Bishop Chrissy, Small Neil, Mason Dan, Corry Peter, Wright John, Parslow Roger C, Bittles Alan H, Sheridan Eamonn
Faculty of Health Studies, University of Bradford, Bradford, UK.
Bradford Institute for Health Research, Bradford Royal Infirmary, Bradford, UK.
BMJ Paediatr Open. 2017 Nov 12;1(1):e000171. doi: 10.1136/bmjpo-2017-000171. eCollection 2017.
Congenital anomalies (CAs) are a common cause of infant death and disability. We linked children from a large birth cohort to a routine primary care database to detect CA diagnoses from birth to age 5 years. There could be evidence of underreporting by CA registries as they estimate that only 2% of CA registrations occur after age 1 year.
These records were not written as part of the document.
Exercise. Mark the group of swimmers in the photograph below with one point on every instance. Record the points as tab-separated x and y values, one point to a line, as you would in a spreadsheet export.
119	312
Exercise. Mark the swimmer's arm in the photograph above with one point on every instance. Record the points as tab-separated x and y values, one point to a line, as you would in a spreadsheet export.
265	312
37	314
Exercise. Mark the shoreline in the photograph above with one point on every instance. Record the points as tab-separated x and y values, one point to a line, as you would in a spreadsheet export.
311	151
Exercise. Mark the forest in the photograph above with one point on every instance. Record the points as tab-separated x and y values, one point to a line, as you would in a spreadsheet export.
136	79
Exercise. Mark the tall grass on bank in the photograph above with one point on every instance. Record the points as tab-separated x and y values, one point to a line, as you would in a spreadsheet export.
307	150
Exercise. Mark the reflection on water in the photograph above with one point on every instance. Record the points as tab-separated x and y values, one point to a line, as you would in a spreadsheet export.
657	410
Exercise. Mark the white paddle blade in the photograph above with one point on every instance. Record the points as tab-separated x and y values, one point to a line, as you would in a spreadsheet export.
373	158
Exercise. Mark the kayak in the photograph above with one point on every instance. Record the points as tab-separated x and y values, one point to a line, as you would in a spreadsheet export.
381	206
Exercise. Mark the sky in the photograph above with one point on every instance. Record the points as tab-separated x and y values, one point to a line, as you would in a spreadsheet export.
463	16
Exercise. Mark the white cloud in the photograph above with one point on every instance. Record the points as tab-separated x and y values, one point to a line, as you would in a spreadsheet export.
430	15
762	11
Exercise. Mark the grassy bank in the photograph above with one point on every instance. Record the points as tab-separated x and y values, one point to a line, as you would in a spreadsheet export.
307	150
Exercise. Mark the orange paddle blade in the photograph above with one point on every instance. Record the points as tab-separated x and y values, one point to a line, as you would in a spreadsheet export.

CA cases were identified by linking children from a prospective birth cohort to primary care records. CAs were classified according to the European Surveillance of CA guidelines. We calculated rates of CAs by using a bodily system group for children aged 0 to <5 years, together with risk ratios (RRs) with 95% CIs for maternal risk factors.
Routinely collected primary care data increased the ascertainment of children with CAs from 432.9 per 10 000 live births under 1 year to 620.6 per 10 000 live births under 5 years. Consanguinity was a risk factor for Pakistani mothers (multivariable RR 1.87, 95% CI 1.46 to 2.83), and maternal age >34 years was a risk factor for mothers of other ethnicities (multivariable RR 2.19, 95% CI 1.36 to 3.54). Education was associated with a lower risk (multivariable RR 0.78, 95% CI 0.62 to 0.98).
98% of UK CA registrations relate to diagnoses made in the first year of life. Our data suggest that this leads to incomplete case ascertainment with a further 30% identified after age 1 year in our study. Risk factors for CAs identified up to age 1 year persist up to 5 years. National registries should consider using routine data linkage to provide more complete case ascertainment after infancy.
先天性异常(CA)是婴儿死亡和残疾的常见原因。我们将一个大型出生队列中的儿童与一个常规初级保健数据库相链接,以检测从出生到5岁的CA诊断情况。CA登记处可能存在报告不足的证据,因为他们估计只有2%的CA登记发生在1岁以后。
通过将前瞻性出生队列中的儿童与初级保健记录相链接来识别CA病例。根据欧洲先天性异常监测指南对CA进行分类。我们使用身体系统分组计算了0至<5岁儿童的CA发生率,以及母亲风险因素的风险比(RR)和95%置信区间(CI)。
常规收集的初级保健数据将CA患儿的确诊率从1岁以下每10000例活产中的432.9例提高到5岁以下每10000例活产中的620.6例。近亲结婚是巴基斯坦母亲的一个风险因素(多变量RR 1.87,95%CI 1.46至2.83),而母亲年龄>34岁是其他种族母亲的一个风险因素(多变量RR 2.19,95%CI 1.36至3.54)。教育程度与较低风险相关(多变量RR 0.78,95%CI 0.62至0.98)。
英国98%的CA登记与生命第一年做出的诊断有关。我们的数据表明,这导致病例确诊不完整,在我们的研究中,1岁以后又发现了30%的病例。1岁前确定的CA风险因素在5岁前持续存在。国家登记处应考虑使用常规数据链接,以在婴儿期后提供更完整的病例确诊。